How do you avoid getting overwhelmed by the internet time suck? Especially when spending time on blogs and chatboards can be a great way to promote yourself?

Oooh, I bet I could find a great site all about improving my time management skills...

-Jami



Sunday, September 25, 2005

Sex and exercise

Did you know, The heavy breathing and elevated heart rate that occur during sexual arousal and orgasm help keep tissues and organs healthier by circulating oxygen. As an exercise, it burns off just slightly more calories per minute than playing tennis.
So much for dusting off my racket. :)
Hi, my name is Karin Tabke and I write hot cops who are looking for love and a little justice along the way. My first book THE HARD STUFF, Kensington is due for release in January. The cover is hot and so are the pages.
My stories have always had a steamy edge so this genre comes (no pun intended) easily to me.
For my part of the blog action here, I'll pretty much talk about sex. Start with a quote a fact or a joke, and run with it.
So, as mentioned above, sex is a great form of exercise. What do you do to blow off some steam?
Let's use our imaginations...

K*

Monday, September 19, 2005

Guess what I do for a living?

People tend to be surprised when they find out that I write erotic romance. I never realized just how innocent I look until people give me that look. The one that says, "No way. You do?" And then when I nod and say, "It's always the ones you least expect," they can't help but grin and say, "Wow. That's cool. Where can I buy your books?"

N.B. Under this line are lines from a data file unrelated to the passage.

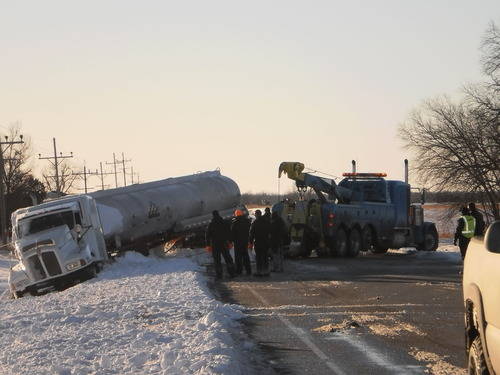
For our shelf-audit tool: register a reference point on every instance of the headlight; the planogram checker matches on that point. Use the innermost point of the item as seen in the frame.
(74, 265)
(21, 284)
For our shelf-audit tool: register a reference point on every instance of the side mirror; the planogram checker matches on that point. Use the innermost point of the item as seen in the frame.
(492, 238)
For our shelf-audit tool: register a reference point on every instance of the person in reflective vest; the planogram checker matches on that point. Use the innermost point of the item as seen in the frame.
(465, 230)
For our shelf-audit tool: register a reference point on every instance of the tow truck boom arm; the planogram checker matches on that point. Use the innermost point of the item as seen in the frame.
(294, 171)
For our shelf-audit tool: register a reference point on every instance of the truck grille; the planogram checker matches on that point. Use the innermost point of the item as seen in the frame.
(36, 244)
(36, 265)
(51, 265)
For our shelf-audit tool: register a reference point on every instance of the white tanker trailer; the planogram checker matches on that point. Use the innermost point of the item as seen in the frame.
(65, 240)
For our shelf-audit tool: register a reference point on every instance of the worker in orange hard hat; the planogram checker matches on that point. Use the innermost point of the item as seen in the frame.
(240, 228)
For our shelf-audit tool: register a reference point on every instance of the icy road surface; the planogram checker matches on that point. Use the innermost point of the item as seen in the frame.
(139, 316)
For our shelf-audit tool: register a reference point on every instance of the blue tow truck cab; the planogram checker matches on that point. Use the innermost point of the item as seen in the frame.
(363, 212)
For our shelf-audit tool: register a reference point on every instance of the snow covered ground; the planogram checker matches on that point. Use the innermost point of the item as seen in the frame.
(141, 315)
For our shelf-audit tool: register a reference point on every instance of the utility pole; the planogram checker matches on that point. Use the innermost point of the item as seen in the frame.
(55, 161)
(102, 174)
(85, 173)
(114, 165)
(3, 206)
(132, 174)
(123, 161)
(124, 171)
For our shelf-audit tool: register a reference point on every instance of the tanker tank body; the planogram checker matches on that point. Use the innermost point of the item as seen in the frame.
(67, 240)
(142, 215)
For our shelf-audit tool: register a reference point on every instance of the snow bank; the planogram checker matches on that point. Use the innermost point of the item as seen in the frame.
(139, 316)
(444, 252)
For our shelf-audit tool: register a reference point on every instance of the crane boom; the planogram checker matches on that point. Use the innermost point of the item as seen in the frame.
(294, 171)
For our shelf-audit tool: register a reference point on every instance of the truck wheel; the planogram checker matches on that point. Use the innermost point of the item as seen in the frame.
(367, 237)
(354, 243)
(477, 362)
(431, 240)
(322, 252)
(340, 243)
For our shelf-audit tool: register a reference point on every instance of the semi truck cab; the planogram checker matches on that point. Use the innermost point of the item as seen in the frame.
(55, 242)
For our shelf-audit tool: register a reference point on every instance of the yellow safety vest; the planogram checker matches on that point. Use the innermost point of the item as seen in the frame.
(469, 226)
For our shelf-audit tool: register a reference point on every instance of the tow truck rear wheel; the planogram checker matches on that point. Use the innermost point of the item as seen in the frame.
(354, 243)
(476, 361)
(340, 243)
(431, 240)
(379, 250)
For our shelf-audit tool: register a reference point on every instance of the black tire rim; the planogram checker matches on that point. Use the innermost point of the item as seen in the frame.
(367, 239)
(354, 242)
(341, 243)
(430, 242)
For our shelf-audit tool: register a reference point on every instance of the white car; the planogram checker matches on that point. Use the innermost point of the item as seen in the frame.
(481, 286)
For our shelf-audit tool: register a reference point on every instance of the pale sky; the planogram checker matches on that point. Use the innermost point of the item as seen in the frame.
(186, 86)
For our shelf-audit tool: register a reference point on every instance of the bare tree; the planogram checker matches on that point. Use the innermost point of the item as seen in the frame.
(17, 157)
(490, 59)
(457, 144)
(21, 187)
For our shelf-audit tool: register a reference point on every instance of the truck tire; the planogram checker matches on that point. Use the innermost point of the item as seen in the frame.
(367, 239)
(340, 243)
(354, 243)
(431, 239)
(476, 361)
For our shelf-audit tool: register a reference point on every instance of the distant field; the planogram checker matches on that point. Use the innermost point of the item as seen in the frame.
(440, 214)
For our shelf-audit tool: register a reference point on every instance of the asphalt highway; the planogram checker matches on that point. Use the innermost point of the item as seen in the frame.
(396, 313)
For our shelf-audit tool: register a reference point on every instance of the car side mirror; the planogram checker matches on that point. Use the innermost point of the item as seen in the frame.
(492, 238)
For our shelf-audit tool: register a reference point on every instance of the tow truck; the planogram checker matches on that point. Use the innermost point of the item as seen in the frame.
(363, 212)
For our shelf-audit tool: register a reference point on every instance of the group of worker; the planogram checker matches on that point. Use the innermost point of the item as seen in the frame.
(265, 235)
(470, 224)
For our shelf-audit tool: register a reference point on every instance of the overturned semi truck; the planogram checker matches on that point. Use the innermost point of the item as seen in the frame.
(66, 240)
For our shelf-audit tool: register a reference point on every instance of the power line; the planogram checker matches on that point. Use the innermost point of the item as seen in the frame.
(3, 208)
(114, 163)
(56, 163)
(102, 174)
(85, 173)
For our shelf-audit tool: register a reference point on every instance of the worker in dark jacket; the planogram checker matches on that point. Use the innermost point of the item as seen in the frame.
(217, 236)
(240, 229)
(479, 229)
(277, 236)
(465, 230)
(259, 236)
(267, 214)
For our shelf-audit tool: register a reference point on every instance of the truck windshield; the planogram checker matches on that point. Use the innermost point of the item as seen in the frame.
(37, 224)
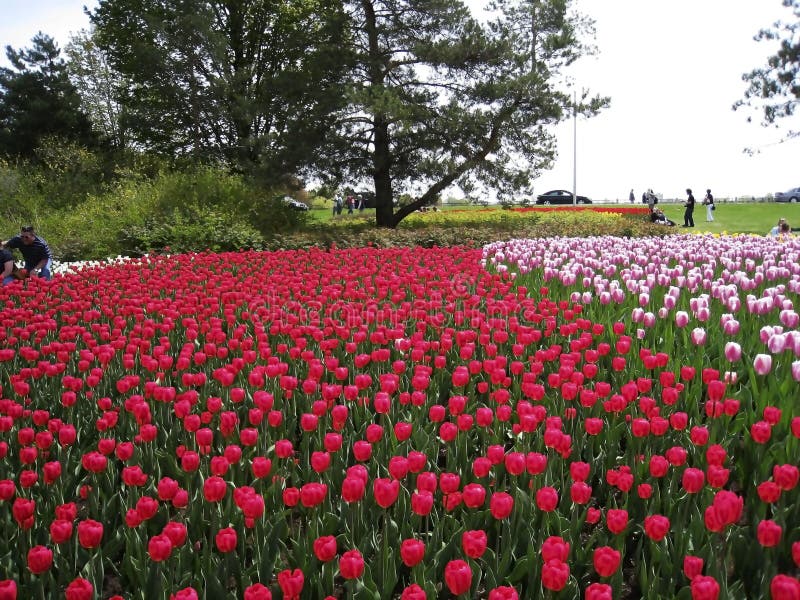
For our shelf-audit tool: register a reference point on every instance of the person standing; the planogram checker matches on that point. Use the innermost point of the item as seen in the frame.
(34, 250)
(7, 266)
(688, 218)
(708, 202)
(651, 200)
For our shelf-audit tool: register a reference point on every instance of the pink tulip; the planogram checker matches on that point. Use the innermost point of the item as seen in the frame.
(733, 352)
(698, 336)
(762, 364)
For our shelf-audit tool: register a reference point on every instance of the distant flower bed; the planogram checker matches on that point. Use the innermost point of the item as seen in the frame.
(559, 417)
(626, 210)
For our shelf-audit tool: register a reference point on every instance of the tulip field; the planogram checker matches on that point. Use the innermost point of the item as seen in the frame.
(586, 418)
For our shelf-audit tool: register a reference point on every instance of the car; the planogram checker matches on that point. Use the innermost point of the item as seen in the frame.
(560, 197)
(793, 195)
(290, 202)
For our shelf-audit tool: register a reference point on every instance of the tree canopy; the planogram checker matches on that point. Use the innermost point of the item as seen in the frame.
(99, 87)
(250, 83)
(437, 97)
(775, 88)
(37, 100)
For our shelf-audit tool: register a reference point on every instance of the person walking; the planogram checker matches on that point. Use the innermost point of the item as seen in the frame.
(34, 250)
(708, 202)
(688, 218)
(7, 266)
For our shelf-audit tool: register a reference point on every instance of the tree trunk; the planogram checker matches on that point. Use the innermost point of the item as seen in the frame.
(384, 208)
(381, 155)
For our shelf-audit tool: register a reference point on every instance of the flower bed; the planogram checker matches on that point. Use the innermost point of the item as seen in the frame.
(624, 210)
(581, 418)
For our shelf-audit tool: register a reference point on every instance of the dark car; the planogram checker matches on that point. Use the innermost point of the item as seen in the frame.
(290, 202)
(560, 197)
(792, 195)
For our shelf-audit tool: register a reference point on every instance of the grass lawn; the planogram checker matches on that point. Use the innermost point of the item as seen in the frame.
(756, 217)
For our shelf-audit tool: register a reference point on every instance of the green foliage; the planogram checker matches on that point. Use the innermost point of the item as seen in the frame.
(38, 100)
(440, 98)
(202, 228)
(774, 88)
(249, 83)
(99, 87)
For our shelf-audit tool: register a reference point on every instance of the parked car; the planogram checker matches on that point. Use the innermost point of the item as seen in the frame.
(293, 204)
(793, 195)
(560, 197)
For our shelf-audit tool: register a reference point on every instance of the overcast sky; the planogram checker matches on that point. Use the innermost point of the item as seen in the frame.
(672, 71)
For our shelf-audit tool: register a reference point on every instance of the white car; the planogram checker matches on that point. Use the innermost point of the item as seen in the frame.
(792, 195)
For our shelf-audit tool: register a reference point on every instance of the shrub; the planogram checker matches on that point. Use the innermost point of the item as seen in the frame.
(200, 228)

And then there was the time, just a few weeks ago, when a house guest of mine asked, "So, what would your books be rated? PG-13? R?" My husband immediately perked up. "X," he says. At which point the wife leaves the room muttering, "I don't want to hear any more," while the husband says, in a voice filled with disbelief, "No. You're kidding right." Of course I have to jump in with, "NC-17...maybe." While my husband shakes his head and says, "No. X"

All in a days work for an erotic romance writer, I suppose.
;-) Bella

TAKE ME: Pocket, November 2005
www.BellaAndre.com

Tuesday, September 13, 2005

Welcome to a world of Red Hot Romance!

Eight fabulous erotic romance writers from the San Francisco bay area have joined together!